Are there faster alternatives to memcpy() in C++?
This answer for a very simiar question (about memset()
) applies to here, too.
It basically says that compilers generate some very optimal code for memcpy()
/memset()
- and different code depending on the nature of the objects (size, alignment, etc).
And remember, only memcpy()
PODs in C++.
Unlikely. Your compiler/standard library will likely have a very efficient and tailored implementation of memcpy. And memcpy is basically the lowest api there is for copying one part of memory to another.
If you want further speedups, find a way to not need any memory copying.
Depending on what you're trying to do... if it's a big enough memcpy, and you are only be writing to the copy sparsely, a mmap with MMAP_PRIVATE to create a copy-on-write mapping could conceivably be faster.
Depending on your platform there may be for specific use cases, like if you know the source and destination are aligned to a cache line and the size is an integer multiple of the cache line size. In general most compilers will produce fairly optimal code for memcpy though.
First, a word of advice. Assume that the people who wrote your standard library are not stupid. If there was a faster way to implement a general memcpy, they'd have done it.
Second, yes, there are better alternatives.
- In C++, use the
std::copy
function. It does the same thing, but it is 1) safer, and 2) faster in some cases. It is a template, meaning that it can and has been specialized for specific types, making it potentially faster than the general C memcpy. - Or, you can use your superior knowledge of your specific situation. The implementers of memcpy had to write it so it performed well in every case. If you have specific information about the situation where you need it, you might be able to write a faster version. For example, how much memory do you need to copy? How is it aligned? That might allow you to write a more efficient memcpy for this specific case. But it won't be as good in most other cases (if it'll work at all)
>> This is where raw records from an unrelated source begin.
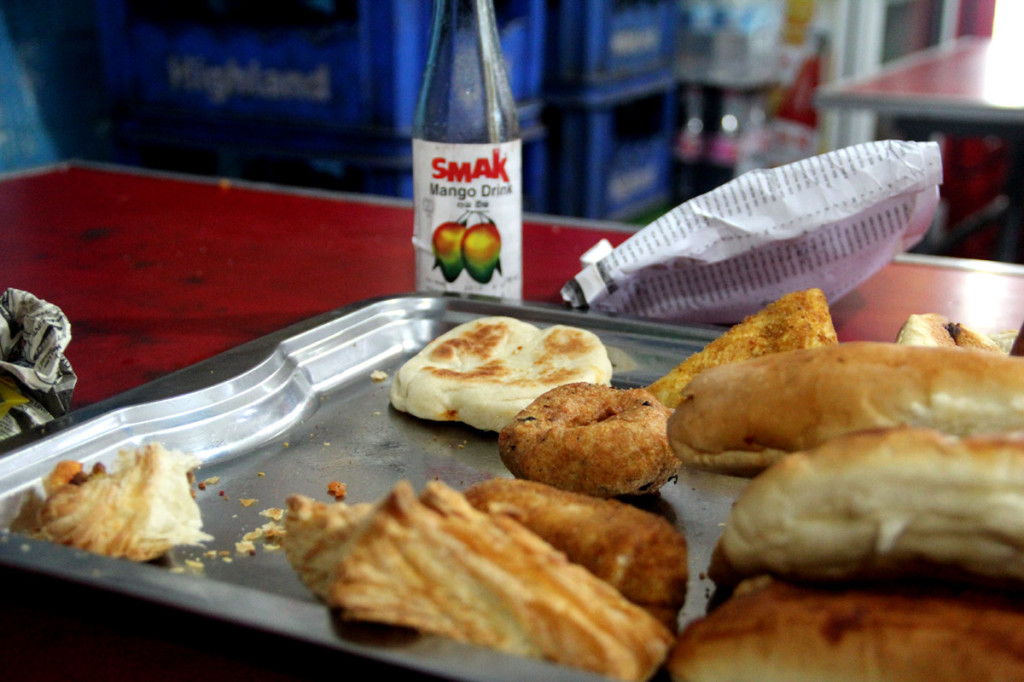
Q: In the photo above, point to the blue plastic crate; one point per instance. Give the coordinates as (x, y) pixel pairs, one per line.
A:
(357, 70)
(611, 147)
(608, 39)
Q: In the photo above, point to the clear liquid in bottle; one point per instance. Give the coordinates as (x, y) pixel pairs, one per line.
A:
(467, 160)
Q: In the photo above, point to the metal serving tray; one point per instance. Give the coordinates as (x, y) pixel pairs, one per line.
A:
(298, 409)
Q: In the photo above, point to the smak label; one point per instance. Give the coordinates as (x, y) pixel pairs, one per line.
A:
(467, 171)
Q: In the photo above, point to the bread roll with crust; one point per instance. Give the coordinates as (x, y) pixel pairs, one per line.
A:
(640, 554)
(483, 372)
(738, 419)
(798, 320)
(932, 329)
(885, 504)
(889, 633)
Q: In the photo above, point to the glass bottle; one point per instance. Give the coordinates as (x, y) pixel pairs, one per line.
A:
(467, 160)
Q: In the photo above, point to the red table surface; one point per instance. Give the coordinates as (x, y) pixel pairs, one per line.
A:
(156, 273)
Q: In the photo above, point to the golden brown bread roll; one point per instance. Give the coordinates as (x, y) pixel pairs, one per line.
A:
(639, 553)
(740, 418)
(895, 503)
(892, 633)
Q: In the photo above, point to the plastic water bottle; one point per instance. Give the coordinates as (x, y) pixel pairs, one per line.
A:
(467, 160)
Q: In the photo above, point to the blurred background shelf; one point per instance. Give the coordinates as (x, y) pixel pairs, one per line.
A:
(628, 107)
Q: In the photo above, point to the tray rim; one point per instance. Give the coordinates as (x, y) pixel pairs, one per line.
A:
(183, 592)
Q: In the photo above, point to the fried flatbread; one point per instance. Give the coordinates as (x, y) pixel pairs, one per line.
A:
(482, 373)
(931, 329)
(798, 320)
(436, 564)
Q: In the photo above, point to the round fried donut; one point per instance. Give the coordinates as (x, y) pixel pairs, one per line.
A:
(593, 439)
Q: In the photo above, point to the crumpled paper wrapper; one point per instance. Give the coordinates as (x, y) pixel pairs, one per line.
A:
(828, 221)
(36, 379)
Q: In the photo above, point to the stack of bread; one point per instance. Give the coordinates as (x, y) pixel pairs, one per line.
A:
(882, 534)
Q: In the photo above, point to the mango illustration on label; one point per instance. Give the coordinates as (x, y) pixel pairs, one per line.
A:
(10, 396)
(476, 249)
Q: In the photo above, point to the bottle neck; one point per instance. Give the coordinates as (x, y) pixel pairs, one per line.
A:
(465, 94)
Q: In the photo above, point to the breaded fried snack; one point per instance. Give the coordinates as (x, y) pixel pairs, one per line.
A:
(799, 320)
(436, 564)
(640, 554)
(901, 632)
(483, 372)
(596, 440)
(887, 504)
(138, 511)
(740, 418)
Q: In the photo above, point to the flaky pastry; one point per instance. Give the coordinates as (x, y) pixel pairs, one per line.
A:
(139, 510)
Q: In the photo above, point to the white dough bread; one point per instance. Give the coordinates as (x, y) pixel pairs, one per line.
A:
(778, 632)
(484, 372)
I'm not sure that using the default memcpy is always the best option. Most memcpy implementations I've looked at tend to try and align the data at the start, and then do aligned copies. If the data is already aligned, or is quite small, then this is wasting time.
Sometimes it's beneficial to have specialized word copy, half word copy, byte copy memcpy's, as long as it doesn't have too negative an effect on the caches.
Also, you may want finer control over the actual allocation algorithm. In the games industry it's exceptionally common for people to write their own memory allocation routines, irrespective of how much effort was spent by the toolchain developers in the first place developing it. The games I've seen almost always tend to use Doug Lea's Malloc.
Generally speaking though, you'd be wasting time trying to optimize memcpy as there'll no doubt be lots of easier bits of code in your application to speed up.
Optimization expert Agner Fog has published optimized memory functions: http://agner.org/optimize/#asmlib. It's under GPL though.
Some time ago Agner said that these functions should replace GCC builtins because they're a lot faster. I don't know if it's been done since then.